Fill the gap

Welfare aziendale, la partita si allarga a famiglie e imprese tra salari, potere d’acquisto e competitività

10
Aprile 2026
Di Giampiero Cinelli

(Articolo pubblicato su L’Economista, inserto de Il Riformista)
Il welfare aziendale non è più un accessorio ma una componente sempre più centrale della retribuzione e della competitività delle imprese, soprattutto in una fase in cui il potere d’acquisto resta sotto pressione e i salari faticano a tenere il passo con il costo della vita.  A parità di costo per l’azienda, questi strumenti permettono di mettere più risorse nette nelle tasche dei lavoratori rispetto a un aumento in busta paga, riducendo l’effetto del cuneo fiscale e rendendo il beneficio più immediato.

È su questo terreno che si gioca una parte crescente della capacità delle imprese di attrarre e trattenere competenze, in un mercato del lavoro in cui conta sempre di più l’insieme delle condizioni offerte, non solo lo stipendio. In questa direzione si muove anche il quadro normativo: i fringe benefit esentasse fino a 1.000 euro annui, che salgono a 2.000 euro per chi ha figli a carico nel triennio 2025–2027, hanno mostrato un impatto diretto sul potere d’acquisto, mentre l’innalzamento dal 2026 della soglia dei buoni pasto elettronici da 8 a 10 euro rafforza uno degli strumenti più diffusi e percepibili nella quotidianità. A questo si aggiunge il regime agevolato sui premi di risultato, con aliquote ridotte fino al 5% e all’1% nel 2026, che consolida il legame tra produttività e retribuzione variabile, soprattutto quando il premio viene convertito in welfare.
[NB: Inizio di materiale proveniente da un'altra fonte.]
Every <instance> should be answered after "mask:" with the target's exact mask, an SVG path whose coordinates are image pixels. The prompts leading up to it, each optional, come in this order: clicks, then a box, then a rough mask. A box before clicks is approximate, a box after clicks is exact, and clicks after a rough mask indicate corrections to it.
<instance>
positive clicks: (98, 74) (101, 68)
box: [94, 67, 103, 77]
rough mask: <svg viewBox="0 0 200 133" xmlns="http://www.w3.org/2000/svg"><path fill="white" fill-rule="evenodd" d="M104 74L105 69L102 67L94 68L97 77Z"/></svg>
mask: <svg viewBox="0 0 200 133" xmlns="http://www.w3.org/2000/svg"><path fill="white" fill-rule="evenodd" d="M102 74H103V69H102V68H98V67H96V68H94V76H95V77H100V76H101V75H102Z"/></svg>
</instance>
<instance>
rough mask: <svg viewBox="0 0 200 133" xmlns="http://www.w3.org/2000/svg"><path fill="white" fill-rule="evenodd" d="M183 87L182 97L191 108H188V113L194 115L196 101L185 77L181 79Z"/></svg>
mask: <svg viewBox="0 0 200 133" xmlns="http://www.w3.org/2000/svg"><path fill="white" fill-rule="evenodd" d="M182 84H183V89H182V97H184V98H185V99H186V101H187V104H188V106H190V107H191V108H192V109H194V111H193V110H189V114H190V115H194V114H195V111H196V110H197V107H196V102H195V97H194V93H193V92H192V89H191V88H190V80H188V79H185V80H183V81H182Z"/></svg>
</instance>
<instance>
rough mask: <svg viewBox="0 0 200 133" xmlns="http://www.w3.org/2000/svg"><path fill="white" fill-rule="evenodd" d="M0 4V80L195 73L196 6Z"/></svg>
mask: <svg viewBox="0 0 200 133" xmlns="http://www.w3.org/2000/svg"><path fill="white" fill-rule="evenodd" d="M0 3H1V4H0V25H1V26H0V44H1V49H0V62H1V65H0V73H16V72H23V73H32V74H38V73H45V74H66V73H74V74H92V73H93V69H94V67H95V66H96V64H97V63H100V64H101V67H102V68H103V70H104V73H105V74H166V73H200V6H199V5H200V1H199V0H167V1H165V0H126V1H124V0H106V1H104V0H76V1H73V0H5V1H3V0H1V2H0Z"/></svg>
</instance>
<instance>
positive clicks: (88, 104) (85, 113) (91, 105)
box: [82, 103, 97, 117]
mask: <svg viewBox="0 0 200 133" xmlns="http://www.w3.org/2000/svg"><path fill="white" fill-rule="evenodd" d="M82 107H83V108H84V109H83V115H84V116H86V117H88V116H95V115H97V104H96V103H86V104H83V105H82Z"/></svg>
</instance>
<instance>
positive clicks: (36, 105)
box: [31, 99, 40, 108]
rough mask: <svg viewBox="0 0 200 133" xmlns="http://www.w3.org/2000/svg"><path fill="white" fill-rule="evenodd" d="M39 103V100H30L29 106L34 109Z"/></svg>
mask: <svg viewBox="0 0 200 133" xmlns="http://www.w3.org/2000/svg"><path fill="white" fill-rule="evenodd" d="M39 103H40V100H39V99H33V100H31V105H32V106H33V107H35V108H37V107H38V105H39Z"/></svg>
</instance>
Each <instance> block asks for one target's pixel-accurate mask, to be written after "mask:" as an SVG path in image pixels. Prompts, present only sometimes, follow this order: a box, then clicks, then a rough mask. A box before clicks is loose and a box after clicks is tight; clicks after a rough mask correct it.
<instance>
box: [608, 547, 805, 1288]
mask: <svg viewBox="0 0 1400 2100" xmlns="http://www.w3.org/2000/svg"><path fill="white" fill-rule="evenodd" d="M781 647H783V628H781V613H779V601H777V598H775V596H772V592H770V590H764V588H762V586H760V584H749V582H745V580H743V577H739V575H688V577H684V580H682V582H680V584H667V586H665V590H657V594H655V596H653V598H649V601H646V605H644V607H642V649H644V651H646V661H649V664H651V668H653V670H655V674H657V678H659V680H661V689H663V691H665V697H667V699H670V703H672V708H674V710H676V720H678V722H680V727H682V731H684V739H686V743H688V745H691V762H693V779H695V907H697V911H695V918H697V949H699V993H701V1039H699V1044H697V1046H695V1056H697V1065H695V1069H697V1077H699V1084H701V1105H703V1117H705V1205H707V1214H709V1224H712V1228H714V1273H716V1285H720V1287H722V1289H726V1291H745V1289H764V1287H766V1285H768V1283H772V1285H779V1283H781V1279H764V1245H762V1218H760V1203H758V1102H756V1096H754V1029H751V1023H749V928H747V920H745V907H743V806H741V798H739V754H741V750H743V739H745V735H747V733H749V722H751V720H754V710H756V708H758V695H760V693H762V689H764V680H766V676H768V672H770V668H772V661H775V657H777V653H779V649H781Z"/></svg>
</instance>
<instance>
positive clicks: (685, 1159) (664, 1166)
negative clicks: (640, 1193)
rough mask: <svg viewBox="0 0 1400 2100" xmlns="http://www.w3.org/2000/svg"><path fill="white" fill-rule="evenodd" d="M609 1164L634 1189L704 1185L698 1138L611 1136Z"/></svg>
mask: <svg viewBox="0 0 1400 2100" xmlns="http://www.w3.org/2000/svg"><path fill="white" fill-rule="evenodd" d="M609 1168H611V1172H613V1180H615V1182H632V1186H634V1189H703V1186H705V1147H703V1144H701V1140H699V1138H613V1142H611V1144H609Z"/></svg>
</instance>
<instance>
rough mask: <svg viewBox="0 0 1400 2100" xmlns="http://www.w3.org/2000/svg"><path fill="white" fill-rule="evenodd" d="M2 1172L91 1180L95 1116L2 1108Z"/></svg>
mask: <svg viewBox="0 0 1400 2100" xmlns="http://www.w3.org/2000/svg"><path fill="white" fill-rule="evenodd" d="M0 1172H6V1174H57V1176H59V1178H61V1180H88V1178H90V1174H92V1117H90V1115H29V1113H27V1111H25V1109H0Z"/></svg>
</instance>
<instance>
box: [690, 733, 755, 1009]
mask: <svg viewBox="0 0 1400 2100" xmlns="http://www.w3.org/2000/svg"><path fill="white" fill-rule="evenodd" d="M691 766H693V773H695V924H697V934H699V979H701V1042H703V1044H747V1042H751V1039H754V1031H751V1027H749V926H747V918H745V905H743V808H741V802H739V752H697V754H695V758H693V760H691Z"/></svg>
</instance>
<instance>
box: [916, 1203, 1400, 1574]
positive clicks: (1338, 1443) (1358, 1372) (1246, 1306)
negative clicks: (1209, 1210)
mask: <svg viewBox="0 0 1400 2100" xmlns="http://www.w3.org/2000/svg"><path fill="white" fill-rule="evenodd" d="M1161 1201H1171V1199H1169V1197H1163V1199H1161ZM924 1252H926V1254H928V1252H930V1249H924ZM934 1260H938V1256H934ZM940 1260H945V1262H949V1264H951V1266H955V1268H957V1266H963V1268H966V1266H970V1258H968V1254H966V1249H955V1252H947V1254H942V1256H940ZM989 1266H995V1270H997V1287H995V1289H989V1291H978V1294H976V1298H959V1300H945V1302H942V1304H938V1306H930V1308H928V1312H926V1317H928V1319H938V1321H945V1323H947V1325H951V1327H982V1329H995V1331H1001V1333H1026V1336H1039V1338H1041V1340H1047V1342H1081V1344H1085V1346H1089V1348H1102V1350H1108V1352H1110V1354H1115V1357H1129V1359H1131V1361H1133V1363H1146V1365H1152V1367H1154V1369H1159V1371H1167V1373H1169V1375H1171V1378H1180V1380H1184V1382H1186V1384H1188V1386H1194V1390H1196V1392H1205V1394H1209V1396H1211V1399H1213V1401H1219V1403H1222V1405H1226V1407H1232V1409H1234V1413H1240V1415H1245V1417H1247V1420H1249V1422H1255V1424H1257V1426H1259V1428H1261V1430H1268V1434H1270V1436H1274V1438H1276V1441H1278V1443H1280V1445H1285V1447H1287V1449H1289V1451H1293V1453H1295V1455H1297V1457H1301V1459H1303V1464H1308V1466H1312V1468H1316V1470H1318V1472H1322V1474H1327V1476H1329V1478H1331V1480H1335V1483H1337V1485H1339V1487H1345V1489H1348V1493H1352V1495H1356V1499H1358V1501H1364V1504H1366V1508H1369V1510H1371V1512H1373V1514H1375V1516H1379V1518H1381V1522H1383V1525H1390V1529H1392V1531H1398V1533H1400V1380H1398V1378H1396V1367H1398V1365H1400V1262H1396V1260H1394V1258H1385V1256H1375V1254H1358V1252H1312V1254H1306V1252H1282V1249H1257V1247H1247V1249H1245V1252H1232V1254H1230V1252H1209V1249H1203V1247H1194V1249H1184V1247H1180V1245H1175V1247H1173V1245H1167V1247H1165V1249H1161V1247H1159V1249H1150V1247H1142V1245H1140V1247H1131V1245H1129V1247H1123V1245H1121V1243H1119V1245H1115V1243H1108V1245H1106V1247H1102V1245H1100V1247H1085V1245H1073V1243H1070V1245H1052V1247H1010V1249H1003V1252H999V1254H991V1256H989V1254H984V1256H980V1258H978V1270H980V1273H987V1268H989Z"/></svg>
Il welfare si è così evoluto da leva fiscale a leva economico-sociale, ma resta un limite evidente: è ancora costruito quasi esclusivamente sul lavoro dipendente, lasciando scoperta una quota crescente di lavoratori e creando una asimmetria che pesa anche sulla competitività. È proprio su questo nodo che si è concentrato il confronto promosso dalla senatrice Paola Mancini nel corso dell’iniziativa «Il welfare che cambia il lavoro», a Roma mercoledì 1 aprile. Nel suo intervento Mancini ha insistito sulla necessità di aggiornare gli strumenti esistenti, superando un approccio ormai superato: «oggi il welfare aziendale svolge una funzione sociale fondamentale, soprattutto in una fase in cui i salari non sono adeguati al costo reale della vita».

Un passaggio che si lega alla richiesta di interventi più strutturali, sia sul piano dell’ampliamento delle misure sia su quello della semplificazione: «dobbiamo aumentare queste possibilità e soprattutto sburocratizzare, perché oggi questo è uno dei limiti principali». In questa prospettiva, ha anche richiamato il percorso già avviato dal legislatore, ricordando l’evoluzione dei fringe benefit dalle soglie più elevate introdotte nelle prime fasi fino agli attuali 1.000–2.000 euro: una traiettoria che trova riscontro anche nelle soluzioni portate da Coverflex, piattaforma di erogazione del welfare aziendale intervenuta nel confronto, che ha evidenziato come la diffusione del welfare passi sempre più dalla capacità di renderlo semplice, flessibile e facilmente gestibile. 

Le direttrici per il 2026 vanno in questa direzione e puntano a un’evoluzione del modello: estendere il welfare anche al lavoro autonomo per renderlo coerente con un mercato sempre più ibrido, ampliare in modo mirato le spese ammissibili e semplificare le regole per favorirne la diffusione. Accanto a questo cresce il peso degli strumenti di partecipazione, come stock option e modelli equity, e dell’educazione finanziaria, sempre più centrale per la sostenibilità delle famiglie. Il punto di fondo resta però lo stesso: trasformare il welfare in una infrastruttura stabile del mercato del lavoro, capace di sostenere i redditi in modo più efficiente e di rafforzare la competitività del sistema Italia in un contesto europeo sempre più selettivo.